Erdoğan demonstriert Macht, doch er sitzt nicht so fest im Sattel wie es scheint. Trotz zahlreicher Befugnisse, die Erdoğan unter anderem durch die Einführung eines Präsidialsystems vor drei Jahren angehäuft hat, ist der Präsident im Parlament auf die Unterstützung der ultranationalistischen MHP angewiesen. Aber auch mit dem Partner käme er laut aktuellen Umfragen nicht auf eine absolute Mehrheit. Die nächsten Wahlen stehen zwar regulär erst 2023 an, doch es wird spekuliert, dass sie vorgezogen werden könnten.

Gezielte Angriffe

Aber statt auf gefällige Politik setzt Erdoğan auf Konfrontation. Aus Sicht der Regierung könnten die jüngsten umstrittenen Schritte durchaus Sinn machen, sagt Günter Seufert, Leiter des Centrums für angewandte Türkeistudien (CATS), in Berlin. Denn die griffen Forderungen von Teilen der AKP-Wählerschaft auf. Das Drängen auf niedrige Zinsen sei ein Zugeständnis an Klein- und Mittelständler und große Firmen, etwa aus dem Bau- oder Energiegewerbe, die billige Kredite wollten. Der Austritt aus der Istanbul-Konvention wiederum sei lange von religiösen Zirkeln wie Orden und Stiftungen gefordert worden. Der HDP-Verbotsantrag sei ein Zugeständnis an den Ultranationalisten Devlet Bahçeli von der MHP. „Die Wähler, die nicht auf Gedeih und Verderb auf die AKP setzen, hat Erdoğan schon verloren. Es geht jetzt darum, die Wähler, die noch auf ihn eingeschworen sind, bei der Stange zu halten“, so Seufert. Mit einem möglichen HDP-Verbot könne Erdoğan zudem hoffen, dass zumindest ein Teil der kurdischen Stimmen bei der AKP landen.

Kritik von Weggefährten

Mit seiner Politik wolle Erdoğan auch in der Opposition Unruhe stiften, sagt Mustafa Yeneroğlu, über lange Jahre Parteigänger und ehemaliger Vertrauter Erdoğans, mittlerweile aber Mitglied der oppositionellen Deva-Partei. Der Präsident versuche einen „Kulturkampf“ anzuzetteln und die Gesellschaft auseinanderzutreiben. Auch wenn die Regierung darauf pocht, dass die Justiz unabhängig sei, ist für Yeneroğlu klar, dass Erdoğan auch hinter der HDP-Verbotsklage steckt: „Ohne seine Zustimmung läuft nichts.“

Erdoğan wolle die Opposition schwächen, die zurzeit noch zusammenarbeite und lege dazu gezielt „Dynamit unter die traditionellen Bruchlinien der türkischen Gesellschaft, die Kurdenfrage und den Laizismus“, sagt Seufert.

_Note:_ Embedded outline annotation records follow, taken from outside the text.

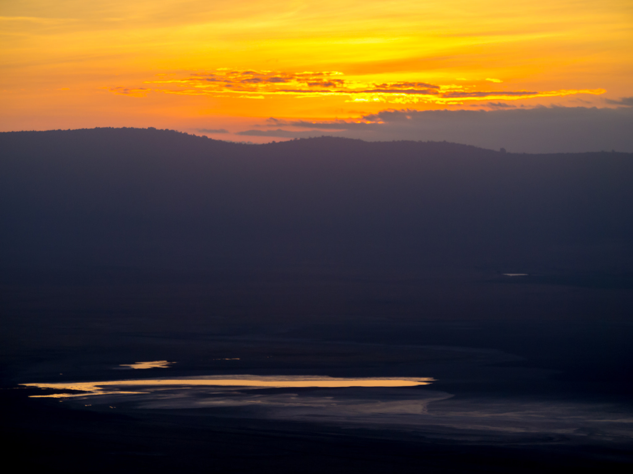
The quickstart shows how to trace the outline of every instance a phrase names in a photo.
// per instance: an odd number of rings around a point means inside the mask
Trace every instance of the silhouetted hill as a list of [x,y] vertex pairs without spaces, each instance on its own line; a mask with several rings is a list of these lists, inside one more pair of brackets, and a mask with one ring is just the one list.
[[220,264],[623,272],[633,154],[170,130],[0,134],[6,267]]

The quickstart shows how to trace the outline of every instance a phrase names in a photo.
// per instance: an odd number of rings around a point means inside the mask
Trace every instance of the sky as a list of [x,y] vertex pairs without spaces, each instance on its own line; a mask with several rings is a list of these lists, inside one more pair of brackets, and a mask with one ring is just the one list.
[[3,0],[0,25],[1,131],[633,151],[627,0]]

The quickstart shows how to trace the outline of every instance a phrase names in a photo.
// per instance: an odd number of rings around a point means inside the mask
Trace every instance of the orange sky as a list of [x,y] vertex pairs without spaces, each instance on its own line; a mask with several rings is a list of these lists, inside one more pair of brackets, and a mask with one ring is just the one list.
[[632,20],[629,0],[3,2],[0,130],[615,106]]

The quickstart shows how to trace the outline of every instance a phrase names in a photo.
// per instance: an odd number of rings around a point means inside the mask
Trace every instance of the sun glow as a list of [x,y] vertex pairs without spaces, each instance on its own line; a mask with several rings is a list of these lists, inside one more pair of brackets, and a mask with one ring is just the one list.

Ein Verbot der prokurdischen HDP etwa müsse die oppositionelle IYI-Partei, eine Abspaltung von der MHP, von ihrer Ideologie her eigentlich begrüßen. Der kleinen konservativen Saadet-Partei wiederum dürfte der Austritt aus der Istanbul-Konvention gelegen kommen. Noch bekennt sich Saadet zum Oppositionsbündnis, doch Erdoğan buhlt um die Partei und deren Wähler.

„Selbst davon überzeugt, unter demokratischen Bedingungen keine Wahlen mehr gewinnen zu können“

„Wir sehen eine Politik, die versucht, von Krisen zu leben“, sagt Murat Akan, Politikwissenschaftler an der Istanbuler Boğaziçi-Universität und am Pariser Institut für weiterführende Studien. Konstante Angriffe, „Drohungen, Inhaftierungen und juristische Staatsstreiche“ polarisierten die Gesellschaft. Die demokratische Opposition werde demobilisiert, „indem man ihr nicht einmal Zeit zum Atmen, Überlegen und Organisieren gibt.“ So hoffe der Regierungsblock, undemokratische Voraussetzungen für die nächsten Wahlen zu schaffen. „Dies ist ein Beweis dafür, dass sie selbst davon überzeugt sind, dass sie unter demokratischen Bedingungen keine wettbewerbsfähigen und fairen Wahlen gewinnen können.“ Erdoğan gehe es nur noch um den Machterhalt.